Thing is, she is a 2, and she does not know the difference in the “NO” that means, hey, that stove is hot, and the “no” that means stop that, you’re going to make a mess. She is 2, and lacks the gift of discernment. All she needs to learn now is that no means no.
You know who else lacks discernment? These folks, apparently:
If you don’t want to read the whole article, the gist is this: “Surry Baptist Association in North Carolina expelled Flat Rock Baptist Church in Mount Airy from membership July 26, two weeks after their new female pastor started at the church.” The church
has been officially “disfellowshipped.” Now, I am an ecumenically-minded
person, and I know that the Baptists—all branches of them—have grown in many
ways these last 10 years or so. I also know that they are not categorically
racist, sexist, homophobics. That said… it takes a really special kind of
literalism to say that women can be ministers, just not SENIOR ministers… I
just don’t hardly know where to start.
Wait, yes I do. I will start with—discernment. Grown up people of faith are not toddlers with their hand in the flour jar. They are not small children prone to run out into traffic. And, increasingly, grown up people of faith are not accepting doctrine
that has been passed down, repressed and backward generation to generation,
boxed up and ready for consumption. Increasingly, people seeking the holy are
realizing that they have a right to think for themselves, a right to frame
their faith in the context of their own time, their own experience, their own
inborn sense of grace.
This is not sacrilege, blasphemy, or disbelief. It is the simple awareness that some scripture—especially some of the letters and law—were written for people who had not yet learned the power of their own will, their own gifts to distinguish right from wrong, and then from now. Some people who had not quite learned what it meant to all live together in faith and community.

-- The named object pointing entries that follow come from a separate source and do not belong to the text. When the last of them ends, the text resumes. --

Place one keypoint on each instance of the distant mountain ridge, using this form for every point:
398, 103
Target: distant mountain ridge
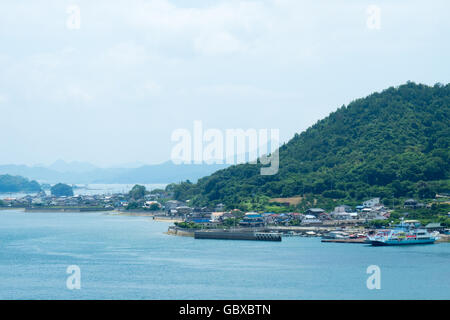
394, 143
82, 173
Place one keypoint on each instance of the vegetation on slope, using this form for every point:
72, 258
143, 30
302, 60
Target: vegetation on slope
391, 144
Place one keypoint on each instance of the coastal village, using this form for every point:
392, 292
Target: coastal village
345, 221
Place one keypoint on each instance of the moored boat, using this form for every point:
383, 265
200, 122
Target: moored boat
402, 234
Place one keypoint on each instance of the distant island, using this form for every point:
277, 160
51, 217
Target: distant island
391, 145
85, 173
9, 183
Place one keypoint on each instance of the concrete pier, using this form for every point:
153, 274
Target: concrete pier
236, 235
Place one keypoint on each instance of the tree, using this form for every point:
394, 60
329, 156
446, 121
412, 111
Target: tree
62, 190
138, 192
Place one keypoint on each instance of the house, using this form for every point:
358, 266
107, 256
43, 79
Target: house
183, 210
410, 203
310, 219
342, 208
315, 212
148, 204
216, 216
368, 213
220, 207
172, 205
371, 203
434, 227
252, 219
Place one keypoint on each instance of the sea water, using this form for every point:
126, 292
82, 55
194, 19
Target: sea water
123, 257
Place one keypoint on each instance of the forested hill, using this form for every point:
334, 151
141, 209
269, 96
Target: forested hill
389, 144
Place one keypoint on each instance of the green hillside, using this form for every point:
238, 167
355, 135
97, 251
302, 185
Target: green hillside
389, 144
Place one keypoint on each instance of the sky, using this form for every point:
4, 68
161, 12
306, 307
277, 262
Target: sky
111, 87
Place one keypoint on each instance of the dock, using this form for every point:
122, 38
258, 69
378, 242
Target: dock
238, 235
345, 240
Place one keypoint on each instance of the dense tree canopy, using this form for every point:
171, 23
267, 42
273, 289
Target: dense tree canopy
62, 190
390, 144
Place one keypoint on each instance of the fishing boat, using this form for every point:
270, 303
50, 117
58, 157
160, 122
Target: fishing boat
336, 235
402, 234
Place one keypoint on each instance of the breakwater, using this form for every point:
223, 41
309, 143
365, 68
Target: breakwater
237, 235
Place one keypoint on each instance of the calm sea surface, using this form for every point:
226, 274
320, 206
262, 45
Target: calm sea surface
123, 257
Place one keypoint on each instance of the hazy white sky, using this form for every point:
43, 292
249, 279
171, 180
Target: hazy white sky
115, 89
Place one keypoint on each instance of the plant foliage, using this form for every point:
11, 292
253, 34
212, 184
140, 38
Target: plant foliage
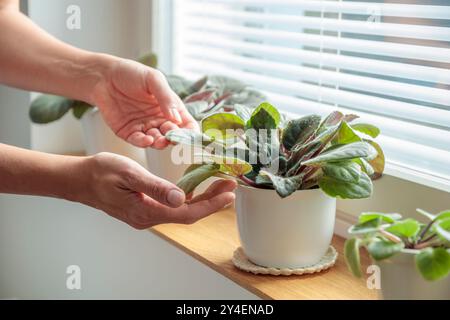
384, 235
331, 153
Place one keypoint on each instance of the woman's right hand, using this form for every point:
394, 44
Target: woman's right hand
125, 190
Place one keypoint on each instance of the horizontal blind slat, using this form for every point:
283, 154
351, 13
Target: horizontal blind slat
390, 49
432, 136
407, 71
359, 8
380, 86
360, 27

Again, not hating on the Baptists. It is a specific worldview that hurts us so, and it is not relegated to any one denomination or organization. I live in the big city, and around here, it is the independent, evangelical mega-churches that pick and choose their literalisms… Of course women can serve the church! There’s the nursery, right over there. Of course God wants you to give to the poor! That passage about giving away EVERYTHING? Oh, ha ha, Jesus didn’t mean that… People flock to these churches by the tens of thousands. People who, in every other area of their lives, would be outraged if they–or their mothers/sisters/daughters/wives–were not given the same opportunities as men. But in the church, it is somehow still ok. In the church, for some reason, it is still ok to live with “because i said so…”

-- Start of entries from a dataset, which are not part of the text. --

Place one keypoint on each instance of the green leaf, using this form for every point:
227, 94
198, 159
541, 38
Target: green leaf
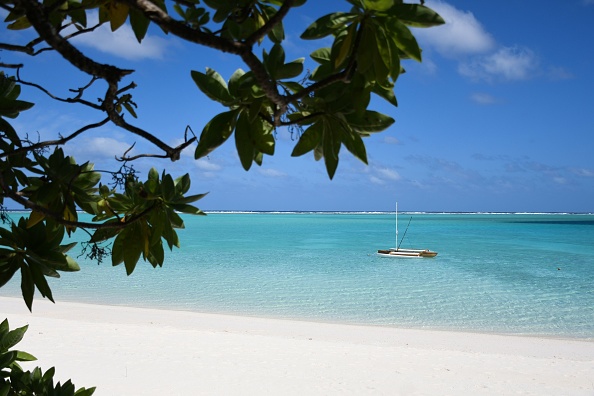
24, 357
190, 198
216, 132
20, 24
344, 49
290, 70
404, 39
9, 132
370, 121
234, 82
118, 13
310, 139
386, 93
168, 187
275, 59
117, 250
41, 283
328, 24
139, 24
417, 15
321, 55
13, 337
243, 141
353, 142
213, 85
133, 247
185, 208
11, 108
331, 141
366, 50
103, 234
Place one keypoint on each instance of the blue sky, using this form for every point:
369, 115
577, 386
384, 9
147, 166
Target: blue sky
498, 117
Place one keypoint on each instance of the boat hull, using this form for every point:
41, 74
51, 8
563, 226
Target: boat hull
406, 253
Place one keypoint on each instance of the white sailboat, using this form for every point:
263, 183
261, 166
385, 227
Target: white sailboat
404, 253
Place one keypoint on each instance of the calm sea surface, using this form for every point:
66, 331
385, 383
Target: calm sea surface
503, 273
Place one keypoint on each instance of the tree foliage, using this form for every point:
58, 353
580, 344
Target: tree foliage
134, 217
15, 381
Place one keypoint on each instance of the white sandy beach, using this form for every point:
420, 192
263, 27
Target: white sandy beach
132, 351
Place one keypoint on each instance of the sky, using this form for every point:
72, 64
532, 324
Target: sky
499, 116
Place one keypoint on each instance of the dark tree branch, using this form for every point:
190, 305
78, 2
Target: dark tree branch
268, 26
37, 16
76, 99
27, 49
11, 65
57, 142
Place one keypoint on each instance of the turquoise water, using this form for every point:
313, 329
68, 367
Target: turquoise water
503, 273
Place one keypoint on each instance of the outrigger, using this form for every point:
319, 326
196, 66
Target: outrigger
405, 253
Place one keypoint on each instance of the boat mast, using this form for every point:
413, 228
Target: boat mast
396, 225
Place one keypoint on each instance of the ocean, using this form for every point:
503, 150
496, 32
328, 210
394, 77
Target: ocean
521, 273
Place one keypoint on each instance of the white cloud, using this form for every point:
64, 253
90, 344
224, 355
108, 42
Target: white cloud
507, 64
271, 172
207, 165
376, 180
388, 174
391, 140
582, 171
383, 175
122, 42
483, 98
461, 34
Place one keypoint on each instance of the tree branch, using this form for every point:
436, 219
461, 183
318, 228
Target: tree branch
268, 26
58, 142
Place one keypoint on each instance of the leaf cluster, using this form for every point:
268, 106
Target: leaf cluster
330, 105
15, 381
138, 218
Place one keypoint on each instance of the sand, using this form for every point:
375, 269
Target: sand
133, 351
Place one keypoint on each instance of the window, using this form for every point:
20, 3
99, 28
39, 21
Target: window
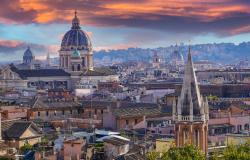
78, 67
127, 122
136, 121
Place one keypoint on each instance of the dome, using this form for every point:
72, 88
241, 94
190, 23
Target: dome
176, 55
28, 56
28, 53
76, 38
76, 53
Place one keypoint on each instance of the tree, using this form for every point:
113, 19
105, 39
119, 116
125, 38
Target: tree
189, 152
26, 147
241, 152
153, 155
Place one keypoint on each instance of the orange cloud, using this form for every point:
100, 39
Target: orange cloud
171, 15
10, 43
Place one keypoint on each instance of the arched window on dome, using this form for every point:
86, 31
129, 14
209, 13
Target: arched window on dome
78, 67
83, 61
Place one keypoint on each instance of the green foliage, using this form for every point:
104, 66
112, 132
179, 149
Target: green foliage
99, 147
5, 158
26, 147
44, 141
153, 155
215, 156
241, 152
212, 98
188, 152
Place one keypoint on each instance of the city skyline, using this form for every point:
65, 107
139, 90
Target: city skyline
123, 24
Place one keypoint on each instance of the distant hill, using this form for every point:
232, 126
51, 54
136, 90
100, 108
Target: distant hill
217, 52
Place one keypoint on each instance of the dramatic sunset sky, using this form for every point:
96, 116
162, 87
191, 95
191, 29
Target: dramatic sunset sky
115, 24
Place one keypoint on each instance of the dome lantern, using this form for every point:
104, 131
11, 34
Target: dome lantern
75, 22
76, 38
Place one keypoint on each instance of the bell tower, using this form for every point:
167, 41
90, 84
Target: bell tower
190, 112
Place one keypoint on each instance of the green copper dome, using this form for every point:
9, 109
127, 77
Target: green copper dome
76, 53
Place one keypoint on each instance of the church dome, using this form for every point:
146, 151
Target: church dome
76, 54
28, 56
176, 55
76, 38
28, 53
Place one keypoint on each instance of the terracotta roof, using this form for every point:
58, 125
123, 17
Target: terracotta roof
39, 72
98, 72
16, 130
116, 141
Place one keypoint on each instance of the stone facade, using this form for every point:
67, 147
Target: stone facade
190, 112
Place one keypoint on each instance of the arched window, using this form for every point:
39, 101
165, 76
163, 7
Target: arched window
246, 126
78, 67
196, 137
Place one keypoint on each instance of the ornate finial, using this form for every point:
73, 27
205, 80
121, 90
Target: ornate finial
75, 13
75, 22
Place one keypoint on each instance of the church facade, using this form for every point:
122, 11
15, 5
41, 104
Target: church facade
76, 68
190, 112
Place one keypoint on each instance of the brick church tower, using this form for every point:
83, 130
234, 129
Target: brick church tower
190, 112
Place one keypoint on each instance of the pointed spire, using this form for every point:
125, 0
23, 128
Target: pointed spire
75, 22
190, 102
189, 56
75, 13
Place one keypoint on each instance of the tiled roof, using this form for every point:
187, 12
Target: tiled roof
137, 111
98, 72
16, 130
116, 141
39, 72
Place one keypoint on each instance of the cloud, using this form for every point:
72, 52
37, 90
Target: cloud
12, 49
223, 17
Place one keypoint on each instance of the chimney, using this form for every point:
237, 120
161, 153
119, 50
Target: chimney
0, 127
118, 104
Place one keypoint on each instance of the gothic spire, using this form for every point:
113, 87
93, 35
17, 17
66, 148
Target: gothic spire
75, 22
190, 103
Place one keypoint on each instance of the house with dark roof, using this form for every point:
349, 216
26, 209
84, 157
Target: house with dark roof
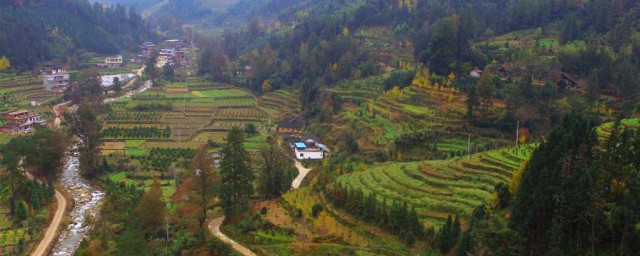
291, 125
309, 147
21, 121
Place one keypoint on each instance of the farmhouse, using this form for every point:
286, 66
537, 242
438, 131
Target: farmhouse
174, 43
147, 48
476, 73
291, 125
113, 62
309, 147
21, 121
56, 82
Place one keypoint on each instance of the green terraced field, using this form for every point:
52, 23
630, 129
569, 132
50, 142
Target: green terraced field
134, 143
442, 187
221, 93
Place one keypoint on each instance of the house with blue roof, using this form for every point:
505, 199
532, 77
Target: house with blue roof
309, 147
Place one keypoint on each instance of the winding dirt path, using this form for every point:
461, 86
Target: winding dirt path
52, 230
214, 225
214, 228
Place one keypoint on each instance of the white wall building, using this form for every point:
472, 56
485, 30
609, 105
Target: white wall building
310, 148
113, 62
56, 82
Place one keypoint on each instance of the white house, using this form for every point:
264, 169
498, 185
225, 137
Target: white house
476, 73
309, 147
113, 62
56, 82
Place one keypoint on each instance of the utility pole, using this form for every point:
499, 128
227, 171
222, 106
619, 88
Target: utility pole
517, 133
175, 182
469, 145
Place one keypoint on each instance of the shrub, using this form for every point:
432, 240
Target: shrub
315, 210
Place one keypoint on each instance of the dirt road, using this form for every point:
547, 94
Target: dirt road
214, 228
52, 230
214, 225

And on and on it goes. Are we 2 years old, or not? Are we small children who live and die by clear yes-es and no’s, or are we the living, breathing, active and present Body of Christ in a changing and hurting world? Rev. Bailey Edwards Nelson calls the grown-up faith “soul competency,” and I think that about says it. Her church—Flat Rock Baptist Church—crossed the street all by their big boy/girl self. They are a shining light to all of us who are trying to live the gospel beyond the boundaries we were given as children.

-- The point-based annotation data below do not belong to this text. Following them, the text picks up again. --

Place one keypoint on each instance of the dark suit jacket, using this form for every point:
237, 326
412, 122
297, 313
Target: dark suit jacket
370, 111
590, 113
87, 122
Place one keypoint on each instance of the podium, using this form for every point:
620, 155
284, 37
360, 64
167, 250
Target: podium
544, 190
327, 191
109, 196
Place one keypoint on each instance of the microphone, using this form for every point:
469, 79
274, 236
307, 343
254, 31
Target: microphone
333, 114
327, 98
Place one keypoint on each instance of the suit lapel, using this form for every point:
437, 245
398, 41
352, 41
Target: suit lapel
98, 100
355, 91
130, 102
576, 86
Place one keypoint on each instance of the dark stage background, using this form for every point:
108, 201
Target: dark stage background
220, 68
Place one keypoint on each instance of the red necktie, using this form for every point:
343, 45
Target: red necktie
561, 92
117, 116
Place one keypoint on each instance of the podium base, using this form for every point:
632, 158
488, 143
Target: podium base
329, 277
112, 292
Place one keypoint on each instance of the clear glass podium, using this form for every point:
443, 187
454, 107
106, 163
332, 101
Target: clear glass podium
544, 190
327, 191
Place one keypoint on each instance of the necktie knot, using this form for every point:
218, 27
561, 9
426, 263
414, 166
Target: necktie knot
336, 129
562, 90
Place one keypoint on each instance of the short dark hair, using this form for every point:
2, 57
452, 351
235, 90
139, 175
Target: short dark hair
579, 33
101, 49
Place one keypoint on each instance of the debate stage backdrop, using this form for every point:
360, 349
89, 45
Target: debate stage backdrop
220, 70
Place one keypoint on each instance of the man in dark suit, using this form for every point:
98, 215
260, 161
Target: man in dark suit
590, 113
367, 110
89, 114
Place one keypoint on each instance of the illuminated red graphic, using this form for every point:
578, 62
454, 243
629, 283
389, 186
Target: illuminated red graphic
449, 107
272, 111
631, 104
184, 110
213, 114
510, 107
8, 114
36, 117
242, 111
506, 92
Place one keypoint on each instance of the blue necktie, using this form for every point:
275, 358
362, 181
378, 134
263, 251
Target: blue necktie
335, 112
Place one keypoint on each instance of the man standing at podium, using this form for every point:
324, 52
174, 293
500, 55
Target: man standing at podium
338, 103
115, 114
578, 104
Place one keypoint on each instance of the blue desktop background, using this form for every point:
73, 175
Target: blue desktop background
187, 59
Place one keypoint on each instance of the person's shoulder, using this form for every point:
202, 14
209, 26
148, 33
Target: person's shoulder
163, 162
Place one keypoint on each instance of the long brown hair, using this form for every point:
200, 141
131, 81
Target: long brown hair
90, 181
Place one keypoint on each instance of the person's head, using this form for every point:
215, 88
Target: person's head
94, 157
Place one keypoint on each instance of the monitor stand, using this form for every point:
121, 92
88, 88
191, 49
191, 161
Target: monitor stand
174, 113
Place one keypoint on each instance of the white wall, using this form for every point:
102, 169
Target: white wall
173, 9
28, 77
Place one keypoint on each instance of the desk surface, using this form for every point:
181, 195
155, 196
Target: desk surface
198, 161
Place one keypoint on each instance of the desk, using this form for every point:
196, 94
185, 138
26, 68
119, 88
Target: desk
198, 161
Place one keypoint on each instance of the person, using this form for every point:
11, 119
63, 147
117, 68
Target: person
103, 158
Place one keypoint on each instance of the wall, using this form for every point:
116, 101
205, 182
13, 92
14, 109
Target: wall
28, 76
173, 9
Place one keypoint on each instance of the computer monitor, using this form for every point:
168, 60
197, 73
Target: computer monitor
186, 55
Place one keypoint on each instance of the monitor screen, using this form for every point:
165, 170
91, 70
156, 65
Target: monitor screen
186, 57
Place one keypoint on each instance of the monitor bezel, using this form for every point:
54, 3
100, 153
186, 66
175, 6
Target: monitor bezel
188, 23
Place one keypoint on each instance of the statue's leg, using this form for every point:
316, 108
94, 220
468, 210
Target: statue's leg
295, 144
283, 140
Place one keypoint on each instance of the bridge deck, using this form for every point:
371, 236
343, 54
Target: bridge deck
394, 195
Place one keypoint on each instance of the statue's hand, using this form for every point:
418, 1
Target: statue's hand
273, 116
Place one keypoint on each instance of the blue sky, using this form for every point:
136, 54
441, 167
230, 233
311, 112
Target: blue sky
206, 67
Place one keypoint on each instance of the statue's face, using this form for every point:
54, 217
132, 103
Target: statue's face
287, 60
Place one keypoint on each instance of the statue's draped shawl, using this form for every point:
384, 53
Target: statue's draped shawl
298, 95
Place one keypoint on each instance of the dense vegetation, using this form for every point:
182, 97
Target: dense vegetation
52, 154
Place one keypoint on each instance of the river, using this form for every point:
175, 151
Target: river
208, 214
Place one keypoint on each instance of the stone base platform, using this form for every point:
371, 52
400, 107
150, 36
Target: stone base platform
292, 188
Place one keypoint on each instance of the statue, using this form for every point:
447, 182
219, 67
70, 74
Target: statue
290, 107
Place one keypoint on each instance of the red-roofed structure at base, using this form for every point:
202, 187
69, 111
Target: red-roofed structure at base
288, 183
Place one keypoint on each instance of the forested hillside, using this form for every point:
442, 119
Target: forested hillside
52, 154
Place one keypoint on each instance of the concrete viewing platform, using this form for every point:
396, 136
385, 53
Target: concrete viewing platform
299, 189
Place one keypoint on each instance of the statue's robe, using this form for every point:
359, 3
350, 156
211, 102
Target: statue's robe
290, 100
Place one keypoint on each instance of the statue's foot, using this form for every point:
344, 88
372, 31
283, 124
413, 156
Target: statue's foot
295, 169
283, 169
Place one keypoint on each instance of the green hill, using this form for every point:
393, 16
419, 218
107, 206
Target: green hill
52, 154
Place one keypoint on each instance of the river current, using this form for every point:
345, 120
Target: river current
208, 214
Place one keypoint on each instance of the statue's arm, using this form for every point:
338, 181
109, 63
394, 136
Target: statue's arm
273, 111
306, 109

When my kids get older, I hope they will know that sticking your hand in the flour jar and making a mess is not altoghter a bad thing. But I hope they will also know that “no meaning no” when they were children, led them to be wiser and kinder adults, free to trust their own instincts and gifts, and empowered to use their own sense of direction when crossing the street. And my deeper, secret, mom hope–that even then, they will be crossing the street to get to church. A Church that has learned and grown and changed alongside them, all the days of their lives.
Also, “disfellowship” is not a word. Biblical or otherwise.